Skanderbeg Monument and Square
Skanderbeg Monument in Skanderbeg Square has been regarded for more than half a century as the very centre of Tirana. It commemorates the 15th century nobleman, and hero of the nation for resisting the Ottomans. He is our King Arthur, our William Tell. The sculpture, created by Odhise Paskali, is 11 metres (36 ft) tall, and was inaugurated in 1968 on the 500th anniversary of the death of Skanderbeg. The square that bears his name is a meeting place for all Albanians. It is the place where many of the most important cultural sites of Tirana and Albania are located—the National Museum, the Clock Tower, Et’hem Bey Mosque, Palace of Culture, National Library, Theatre of Opera and Ballet, and Bank of Albania—while at his back are lined up most of the government buildings.

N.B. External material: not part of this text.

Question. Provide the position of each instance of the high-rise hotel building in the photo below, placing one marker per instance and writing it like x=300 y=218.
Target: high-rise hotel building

Scanderbeg square had a huge restoration and it reopened on 10th of June, 2017. A giant pedestrian area and according to Mayor Veliaj, the biggest in Balkans. The elements of the new square are: almost 28 000 square meters paved with tiles from all the places where Albanians live. This stoned pavement has a form of shallow pyramid with the highest point in the middle at about 1.80 m. The square has more than 100 fountains with fresh water, to keep the place cool during the hot summer. The Scanderbeg Square, The National Opera, National Museum and National Bank surround the stone pavement, while behind these buildings, there are planted trees from all over Albanian territory. Mini- parks, benches, flowers, platforms for taking photos or altar for getting married, are part of the square. There are 32 square meters planted with different aromatic trees and 90 000 square meters walking area, while the underground parking can allow about up to 300.